A New Bipartisan Agenda
This week, No Labels held a cocktail reception at the Library of Congress. The purpose was to honor the members of Congress who have received the organization's "Problem Solvers Seal of Approval" -- and to promote a four-part outline the group calls the National Strategic Agenda.
Founded in 2010 by veteran Democrats and Republicans, No Labels seeks to move America to a "politics of problem solving" and away from constant gridlock. Former senator Joe Lieberman (D., Conn.) and former Utah governor Jon Huntsman Jr. (R.) serve as co-chairs, and the group has state- and university-level chapters as well.
The reception featured a line of prominent speakers, including Lieberman and Huntsman, No Labels vice chairs Al Cardenas and Mack McLarty, and freshman senator Cory Gardner (R., Colo.). Senator Gardner said that receiving the No Labels Seal of Approval was pivotal in his race last November against incumbent Democratic senator Mark Udall. "If you run as a problem solver and talk about the Seal of Approval, then you start governing that way and leading that way," he said.
The National Strategic Agenda comprises four goals: First, create 25 million jobs over the next ten years; second, secure Social Security and Medicare for the next 75 years; third, balance the federal budget by 2030; and fourth, make America energy-secure by 2024. Embracing these goals, which enjoy bipartisan support, is intended to be the first step toward finding common ground.
"There is currently no framework for decision-making in this country, and what No Labels is advocating for is a new framework where leaders first start with agreeing to goals and then to policy," No Labels co-founder Nancy Jacobson told me. "That's why both Gingrich and Clinton agree to our approach.

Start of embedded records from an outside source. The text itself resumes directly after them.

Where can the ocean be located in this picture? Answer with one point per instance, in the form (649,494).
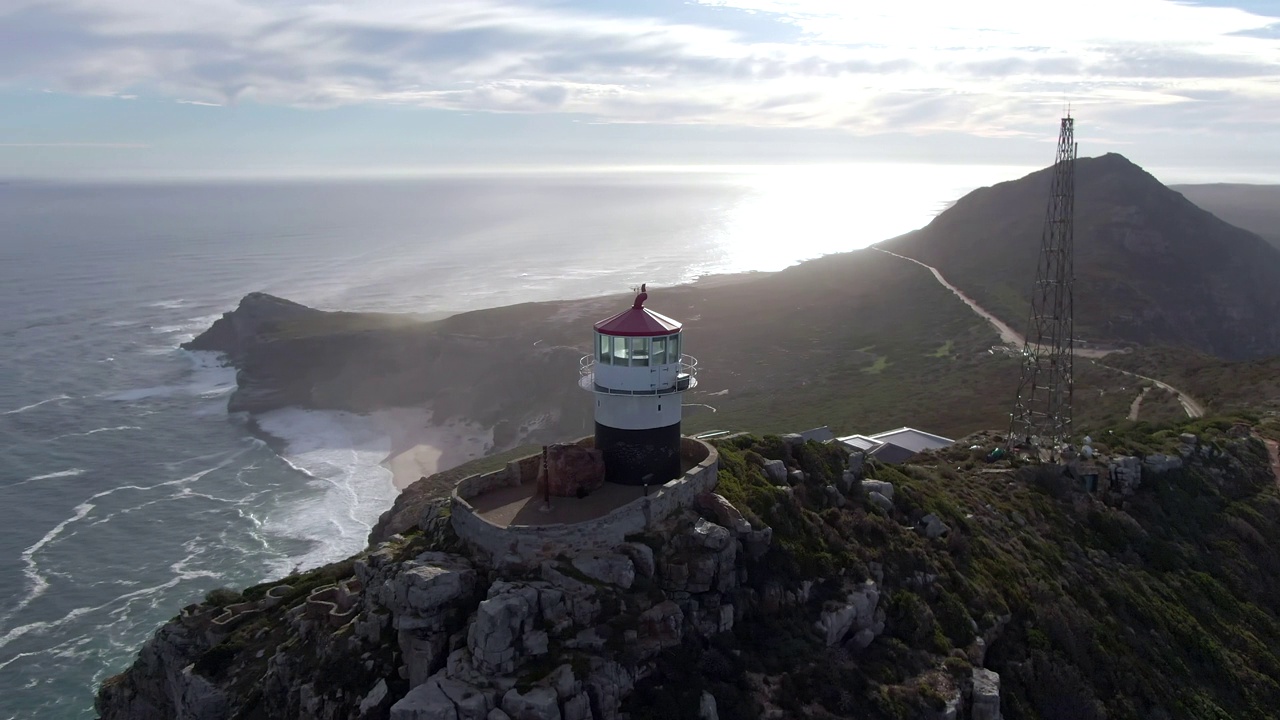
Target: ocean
(127,488)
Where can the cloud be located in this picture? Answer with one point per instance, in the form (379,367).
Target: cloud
(94,145)
(987,67)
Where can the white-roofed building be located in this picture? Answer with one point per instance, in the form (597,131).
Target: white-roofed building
(894,446)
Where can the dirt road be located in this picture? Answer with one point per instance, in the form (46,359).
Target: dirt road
(1013,338)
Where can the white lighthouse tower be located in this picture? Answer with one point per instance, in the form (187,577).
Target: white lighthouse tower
(638,374)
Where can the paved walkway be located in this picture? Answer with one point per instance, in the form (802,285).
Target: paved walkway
(1274,450)
(1136,406)
(520,506)
(1189,404)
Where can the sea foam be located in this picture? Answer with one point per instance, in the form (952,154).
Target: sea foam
(341,456)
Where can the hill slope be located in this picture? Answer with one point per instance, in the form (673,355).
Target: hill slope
(1151,268)
(1255,208)
(1144,601)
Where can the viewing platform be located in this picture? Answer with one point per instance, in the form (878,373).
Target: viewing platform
(502,513)
(664,379)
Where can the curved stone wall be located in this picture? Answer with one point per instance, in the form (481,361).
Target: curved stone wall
(528,545)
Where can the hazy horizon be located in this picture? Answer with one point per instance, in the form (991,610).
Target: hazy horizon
(256,89)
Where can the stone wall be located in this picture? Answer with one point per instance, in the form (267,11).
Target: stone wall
(529,545)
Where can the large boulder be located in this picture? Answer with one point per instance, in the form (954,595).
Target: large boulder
(776,472)
(932,527)
(538,703)
(611,568)
(880,486)
(722,513)
(571,470)
(856,614)
(503,632)
(986,695)
(443,698)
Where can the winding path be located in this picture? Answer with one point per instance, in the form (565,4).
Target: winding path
(1136,406)
(1013,338)
(1189,404)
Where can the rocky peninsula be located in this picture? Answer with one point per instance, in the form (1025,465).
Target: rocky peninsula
(807,582)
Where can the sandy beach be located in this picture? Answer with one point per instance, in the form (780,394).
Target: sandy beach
(420,447)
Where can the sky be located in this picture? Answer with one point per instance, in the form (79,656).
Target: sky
(96,89)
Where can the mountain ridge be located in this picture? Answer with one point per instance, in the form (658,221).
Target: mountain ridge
(1151,268)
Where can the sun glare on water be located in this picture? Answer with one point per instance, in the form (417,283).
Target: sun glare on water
(796,213)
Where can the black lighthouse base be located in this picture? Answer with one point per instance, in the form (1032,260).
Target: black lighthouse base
(631,456)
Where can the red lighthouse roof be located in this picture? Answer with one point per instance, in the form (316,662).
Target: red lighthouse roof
(638,320)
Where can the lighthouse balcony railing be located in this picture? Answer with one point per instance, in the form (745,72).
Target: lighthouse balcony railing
(685,378)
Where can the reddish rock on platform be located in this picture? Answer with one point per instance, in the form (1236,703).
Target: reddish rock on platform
(575,470)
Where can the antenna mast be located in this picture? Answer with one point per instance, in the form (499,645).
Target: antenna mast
(1042,411)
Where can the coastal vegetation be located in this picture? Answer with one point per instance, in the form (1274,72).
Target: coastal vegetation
(1155,605)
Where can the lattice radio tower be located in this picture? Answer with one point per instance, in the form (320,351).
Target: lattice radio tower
(1042,413)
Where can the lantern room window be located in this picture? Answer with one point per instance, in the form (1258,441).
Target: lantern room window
(638,347)
(602,350)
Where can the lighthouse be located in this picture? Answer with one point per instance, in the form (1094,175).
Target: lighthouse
(638,376)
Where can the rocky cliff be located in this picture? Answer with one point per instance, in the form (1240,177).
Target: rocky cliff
(827,589)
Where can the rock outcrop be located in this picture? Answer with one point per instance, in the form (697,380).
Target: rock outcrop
(571,470)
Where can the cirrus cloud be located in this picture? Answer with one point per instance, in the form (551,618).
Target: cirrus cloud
(990,67)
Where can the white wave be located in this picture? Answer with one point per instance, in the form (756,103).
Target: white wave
(341,454)
(69,473)
(170,304)
(119,604)
(144,392)
(186,329)
(37,584)
(210,378)
(95,431)
(33,405)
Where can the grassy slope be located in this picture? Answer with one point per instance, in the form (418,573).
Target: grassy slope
(1223,386)
(1157,606)
(1150,265)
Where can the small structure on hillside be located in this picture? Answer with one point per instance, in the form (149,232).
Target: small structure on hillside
(895,446)
(638,374)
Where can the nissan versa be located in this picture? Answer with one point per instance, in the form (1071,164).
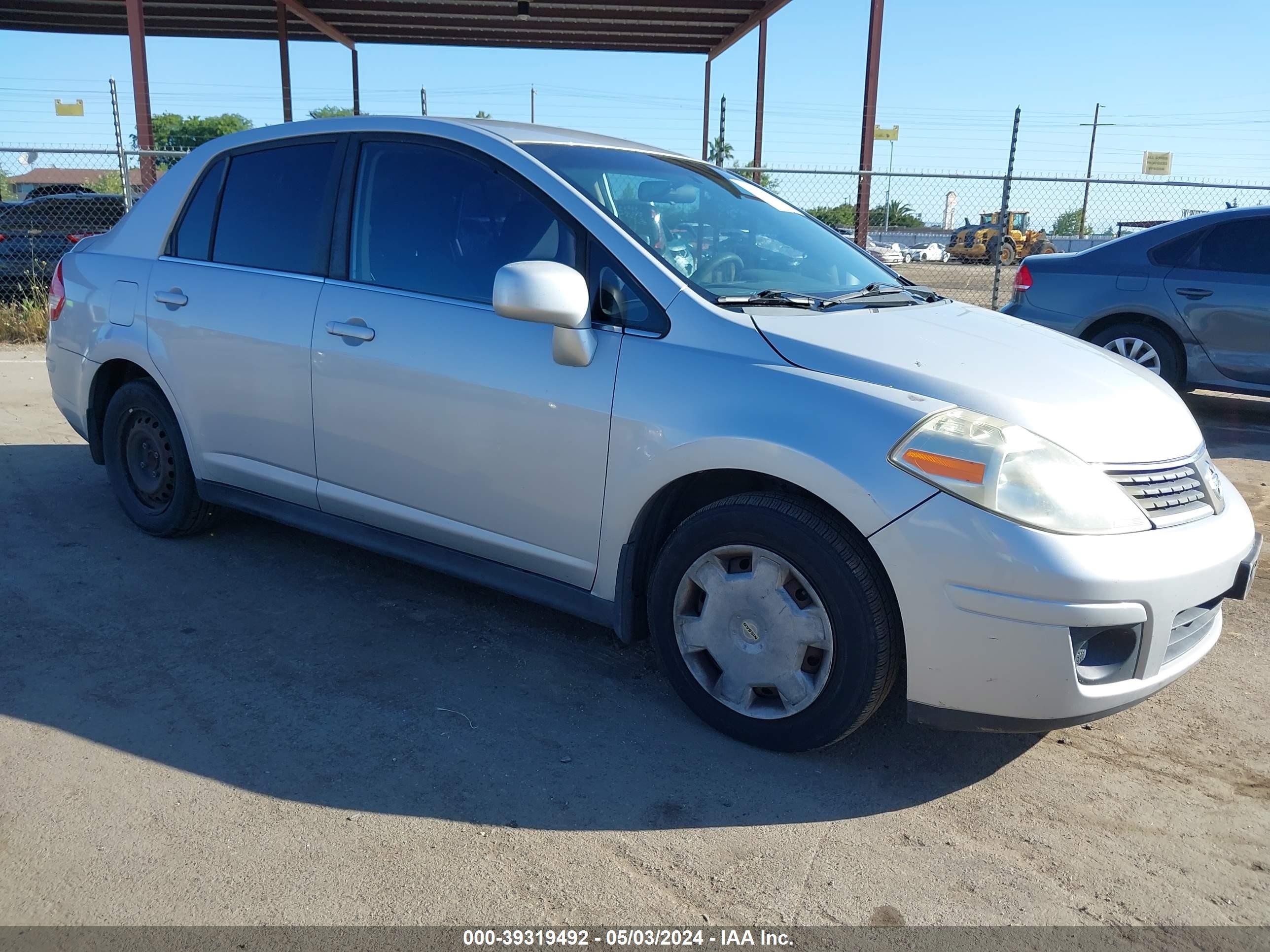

It's exactly what they did in the '90s -- first, they agreed to the goal of a balanced budget, and then they got to deciding on specifics." Following the 1994 Republican Revolution, despite partisan gridlock and government shutdowns in 1995 and 1996, President Clinton signed the bipartisan Balanced Budget Act of 1997. Welfare reform was another achievement both parties embraced during this time.
Fifty-eight National Strategic Agenda supporters -- 34 Republicans and 24 Democrats -- won their congressional races on Election Day 2014. Only four lost. This large number of victories could be a sign of voters' tiring with the stalemate that has defined Congress over the past few years.
Although voters generally want a government divided across party lines to ensure no single party has too much power, a December 2014 Pew poll shows that 71 percent of Americans think a failure of Republicans and Democrats to work together over the next two years would hurt the nation "a lot" and 16 percent believe it will hurt "some." Those who have embraced the mission of working across party and ideological lines have formed the Problem Solvers Caucus, currently chaired by Rep. Kurt Schrader (D., Ore.) and Rep. Reid Ripple (R., Wis.).
No Labels hopes the National Strategic Agenda can influence the debate in 2016. The group will award Problem Solver Seals of Approval during the primaries to candidates committed to the goals.
"We think the first 100 days of the next president's term is the best chance to get to serious problem solving," said Jacobson. "We also believe the next president will be that person who can articulate better than his or her competitors why he or she is the true problem solver."
Pat Horan is a research associate at RealClearPolitics and a contributor at RealClearHistory. He is a recent graduate of the College of the Holy Cross.